Chloé avala sa salive bruyamment.
— Mais… et les surveillants ? Ils ne disent rien ?
— Ils s’en foutent. Ce qui compte pour eux, c’est qu’il n’y ait pas de problème avec les détenus et Roland sait faire régner l’ordre. Alors, ils ferment les yeux. Le médecin de la prison m’a déjà recousu l’anus, sans anesthésie et en me faisant la morale en plus !
Chloé demeura muette une quinzaine de secondes. Elle se releva de sa chaise et vint enlacer son mari, resté assis.
— Je vais tout faire pour te faire avoir une cellule individuelle, assura-t-elle.
Alex prit un air étonné.
— Mais ma chérie, comment pourrais-tu, toi seule, faire une chose pareille ?
— Il faut que je t’explique ma nouvelle situation, répondit-elle.
Chloé entama alors le récit de sa vie depuis l’intervention de Romain lorsqu’elle cafardait sur un banc public près du canal. Elle demeurait chez Romain, avait un travail, de l’argent, pas un million d’euros non, mais assez pour vivre décemment. Elle précisa également que Romain travaillait avec un cabinet d’avocats très réputé et que c’est déjà par leur intermédiaire qu’elle avait décroché cette visite dans ce parloir familial. Ils obtiendront une cellule individuelle, c’était certain.
— Sois confiant, ajouta-t-elle. Ton calvaire va bientôt se terminer.
Comme le jour où elle avait expliqué comment elle avait gagné la somme d’un million d’euros, son explication tomba à plat, à son grand désespoir. Alex se leva, repoussant sa femme brutalement.

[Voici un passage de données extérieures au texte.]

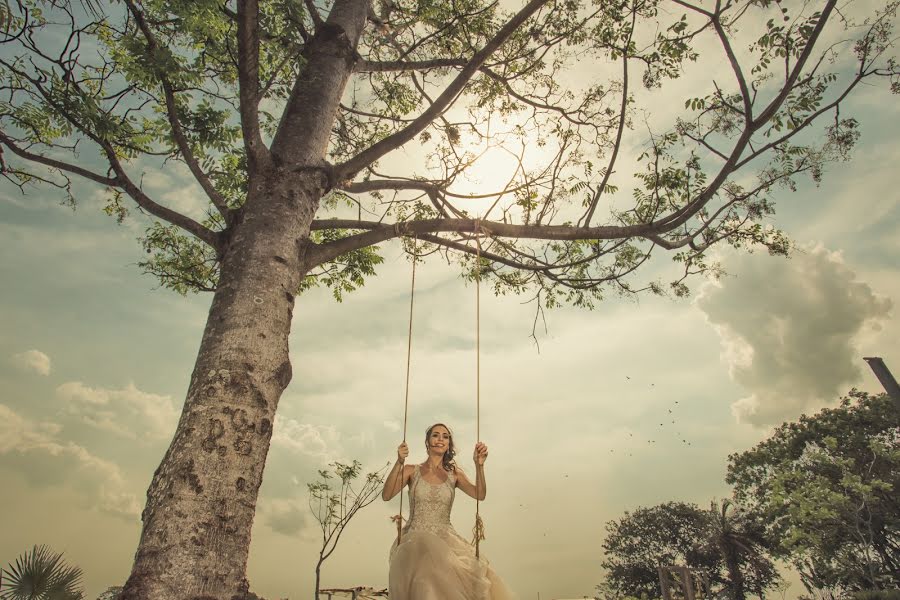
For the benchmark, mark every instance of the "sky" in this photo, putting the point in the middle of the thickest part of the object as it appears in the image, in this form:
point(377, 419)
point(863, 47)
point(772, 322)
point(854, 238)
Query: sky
point(632, 404)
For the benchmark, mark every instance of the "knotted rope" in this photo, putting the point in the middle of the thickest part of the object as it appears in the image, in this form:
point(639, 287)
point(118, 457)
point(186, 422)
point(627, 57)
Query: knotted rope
point(412, 296)
point(478, 529)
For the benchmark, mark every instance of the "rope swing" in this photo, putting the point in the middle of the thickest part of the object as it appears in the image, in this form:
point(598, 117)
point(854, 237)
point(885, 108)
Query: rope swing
point(478, 529)
point(412, 296)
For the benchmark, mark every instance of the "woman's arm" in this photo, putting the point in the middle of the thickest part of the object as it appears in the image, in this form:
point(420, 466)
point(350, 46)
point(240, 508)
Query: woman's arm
point(477, 490)
point(399, 475)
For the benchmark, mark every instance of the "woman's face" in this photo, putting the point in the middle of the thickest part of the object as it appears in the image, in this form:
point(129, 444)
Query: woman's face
point(439, 440)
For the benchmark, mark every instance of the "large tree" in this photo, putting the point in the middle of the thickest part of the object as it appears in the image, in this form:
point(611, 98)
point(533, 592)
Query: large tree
point(723, 542)
point(286, 114)
point(827, 487)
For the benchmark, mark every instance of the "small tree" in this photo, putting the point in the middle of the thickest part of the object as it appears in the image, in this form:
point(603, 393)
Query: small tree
point(827, 487)
point(42, 574)
point(333, 509)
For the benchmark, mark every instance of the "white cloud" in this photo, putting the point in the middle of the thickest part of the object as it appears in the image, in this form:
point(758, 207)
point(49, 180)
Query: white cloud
point(129, 412)
point(289, 516)
point(320, 441)
point(789, 330)
point(32, 360)
point(66, 463)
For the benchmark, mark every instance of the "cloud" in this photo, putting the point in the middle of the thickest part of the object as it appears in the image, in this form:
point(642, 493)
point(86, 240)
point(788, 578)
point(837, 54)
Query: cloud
point(788, 330)
point(288, 516)
point(32, 360)
point(320, 441)
point(48, 460)
point(128, 412)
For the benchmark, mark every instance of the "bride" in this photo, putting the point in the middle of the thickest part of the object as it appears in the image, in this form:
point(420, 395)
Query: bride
point(432, 561)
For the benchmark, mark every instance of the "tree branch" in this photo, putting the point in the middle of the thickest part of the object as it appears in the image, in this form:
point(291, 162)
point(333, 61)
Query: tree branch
point(177, 132)
point(314, 14)
point(380, 232)
point(248, 81)
point(365, 66)
point(348, 169)
point(57, 164)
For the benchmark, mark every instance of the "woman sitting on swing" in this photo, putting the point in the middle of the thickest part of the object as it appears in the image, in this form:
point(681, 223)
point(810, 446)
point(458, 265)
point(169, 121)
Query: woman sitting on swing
point(430, 561)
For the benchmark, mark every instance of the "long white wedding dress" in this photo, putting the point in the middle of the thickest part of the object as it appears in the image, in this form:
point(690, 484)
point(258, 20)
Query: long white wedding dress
point(432, 561)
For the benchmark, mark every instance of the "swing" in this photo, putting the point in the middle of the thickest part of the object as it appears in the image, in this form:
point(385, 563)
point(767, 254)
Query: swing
point(478, 528)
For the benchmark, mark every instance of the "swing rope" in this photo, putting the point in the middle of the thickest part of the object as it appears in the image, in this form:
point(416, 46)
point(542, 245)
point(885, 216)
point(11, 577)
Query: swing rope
point(478, 529)
point(412, 296)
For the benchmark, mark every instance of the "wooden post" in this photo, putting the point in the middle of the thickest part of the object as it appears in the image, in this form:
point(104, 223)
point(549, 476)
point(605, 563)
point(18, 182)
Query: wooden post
point(664, 582)
point(687, 581)
point(885, 377)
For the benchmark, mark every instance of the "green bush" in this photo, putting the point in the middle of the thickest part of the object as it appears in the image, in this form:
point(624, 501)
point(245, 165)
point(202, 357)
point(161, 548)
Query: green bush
point(877, 595)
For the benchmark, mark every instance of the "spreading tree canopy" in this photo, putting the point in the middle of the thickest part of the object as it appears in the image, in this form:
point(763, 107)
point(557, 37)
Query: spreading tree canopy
point(289, 117)
point(827, 488)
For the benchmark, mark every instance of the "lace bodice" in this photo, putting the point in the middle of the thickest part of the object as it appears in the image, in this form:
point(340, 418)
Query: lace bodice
point(430, 503)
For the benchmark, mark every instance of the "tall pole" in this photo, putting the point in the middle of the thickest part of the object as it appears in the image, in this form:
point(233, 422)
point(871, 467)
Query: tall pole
point(885, 377)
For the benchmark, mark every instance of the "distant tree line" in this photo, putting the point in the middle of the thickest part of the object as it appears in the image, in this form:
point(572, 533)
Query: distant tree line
point(821, 494)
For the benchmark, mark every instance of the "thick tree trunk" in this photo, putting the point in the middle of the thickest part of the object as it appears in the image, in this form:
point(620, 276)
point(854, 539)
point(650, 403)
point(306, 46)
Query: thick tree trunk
point(202, 499)
point(201, 502)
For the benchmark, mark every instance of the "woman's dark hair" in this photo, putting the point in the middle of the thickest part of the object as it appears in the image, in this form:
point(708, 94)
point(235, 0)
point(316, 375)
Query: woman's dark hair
point(448, 463)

— Mon calvaire ? Tu oublies que j’ai été condamné à quinze ans de taule et que ça ne fait que deux ans que je suis ici. Mon calvaire, comme tu dis, n’est pas prêt de se terminer. Par contre, je vois que tu n’as pas perdu de temps. Après Pierre-Charles, tu t’envoies Romain et tu viens ici me faire l’amour, me dire que tu m’aimes et me parler de ton petit doigt ? Décidément, tu m’auras tout fait.
Chloé se rebella.
— Mais il n’y a rien entre Romain et moi ! s’écria-t-elle. Il s’estime en grande partie responsable de ce qui est arrivé et il essaie de réparer les pots cassés comme il peut. C’est un homme bien, tu sais.
Alex répondit, déterminé.
— Puisque c’est ça, reste donc auprès de ton homme bien. Pour les visites, tu pourras m’envoyer n’importe quelle pute, je veux dire autre que toi. Pour me vider les couilles, ça suffira.
Chloé restait bouche bée, incapable de prononcer un mot. Alex se dirigea vers la porte par laquelle il était arrivé et frappa.
— Gardien ! Ramenez-moi en cellule, cria-t-il à travers.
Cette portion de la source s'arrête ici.